For decades, various U.S. presidents have attempted to enact health-care reform legislation, but legendary suspicion by Americans of big government and fears that subsidized health care amounts to socialism have long served to put the brakes to those initiatives. Only Lyndon B. Johnson achieved a health-care victory by enacting Medicare for senior citizens.

Obama’s health-care reform, dubbed Obamacare, is indeed the most ambitious U.S. social program since Johnson’s Great Society reforms of the tumultuous 1960s and Franklin D. Roosevelt’s New Deal, legislation that emerged from the trauma of the Great Depression in the 1930s.

Obama made a weekend appeal to Democrats still on the fence about the legislation to give the green light to “the single most important step that we have taken on health care since Medicare” was created in 1965.

A president who was previously unsuccessful in overhauling the nation’s troubled health-care system – Bill Clinton – made calls over the weekend to urge waffling Democrats to throw their support behind it.

Republican leaders, meantime, vowed to repeal the legislation in the event they recapture control of Congress in the mid-term elections in November. They have assailed Obama’s health-care overhaul for a year, with one describing it as the president’s “Waterloo,” and warned the Democrats will pay the ultimate price in eight months for pushing through the legislation.

Obama could sign the Senate version of the bill into law in the days to come. Another bill of tweaks to the primary health-care package will go to the Senate, and likely be passed in the next week under a complex congressional procedure known as reconciliation that requires only 50 votes in the 100-member Senate.

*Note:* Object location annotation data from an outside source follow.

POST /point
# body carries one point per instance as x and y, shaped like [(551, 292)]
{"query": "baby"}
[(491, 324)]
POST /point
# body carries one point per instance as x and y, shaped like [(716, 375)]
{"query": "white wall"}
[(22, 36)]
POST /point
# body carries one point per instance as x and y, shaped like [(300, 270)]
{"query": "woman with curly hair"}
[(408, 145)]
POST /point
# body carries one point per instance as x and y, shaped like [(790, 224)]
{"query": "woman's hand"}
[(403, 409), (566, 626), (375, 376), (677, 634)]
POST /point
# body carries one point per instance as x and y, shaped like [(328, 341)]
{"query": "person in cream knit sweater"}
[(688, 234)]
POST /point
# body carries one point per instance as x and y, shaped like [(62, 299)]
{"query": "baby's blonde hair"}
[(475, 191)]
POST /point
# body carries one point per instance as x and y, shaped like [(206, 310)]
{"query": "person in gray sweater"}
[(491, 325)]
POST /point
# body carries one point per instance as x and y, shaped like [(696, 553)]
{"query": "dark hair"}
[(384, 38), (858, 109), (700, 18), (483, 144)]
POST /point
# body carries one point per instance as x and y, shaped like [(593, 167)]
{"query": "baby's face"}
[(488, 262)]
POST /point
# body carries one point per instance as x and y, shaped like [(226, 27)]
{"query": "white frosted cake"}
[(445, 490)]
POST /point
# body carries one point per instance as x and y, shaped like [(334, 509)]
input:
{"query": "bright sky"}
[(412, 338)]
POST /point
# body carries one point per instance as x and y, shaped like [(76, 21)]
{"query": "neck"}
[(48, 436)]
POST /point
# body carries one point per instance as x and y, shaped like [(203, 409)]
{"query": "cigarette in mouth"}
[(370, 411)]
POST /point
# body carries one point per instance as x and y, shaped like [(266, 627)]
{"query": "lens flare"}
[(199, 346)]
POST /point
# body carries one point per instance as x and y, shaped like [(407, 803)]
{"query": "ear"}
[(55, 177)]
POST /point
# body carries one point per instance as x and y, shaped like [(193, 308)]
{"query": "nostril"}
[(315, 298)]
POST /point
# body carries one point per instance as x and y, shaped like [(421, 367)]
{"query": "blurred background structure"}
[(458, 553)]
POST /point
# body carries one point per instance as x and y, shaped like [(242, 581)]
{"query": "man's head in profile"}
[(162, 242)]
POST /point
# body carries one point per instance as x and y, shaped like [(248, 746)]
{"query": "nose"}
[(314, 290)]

Such parliamentary manoeuvres became necessary when a Republican recently won the late Ted Kennedy’s Senate seat. That gave Republicans the ability to stop the legislation dead in its tracks with a filibuster.

But Democrats were confident they could win the votes in the House on Sunday, dropping plans for another controversial parliamentary tactic called “deem and pass.” Instead, they opted to go for a simple yes-or-no vote on the bill.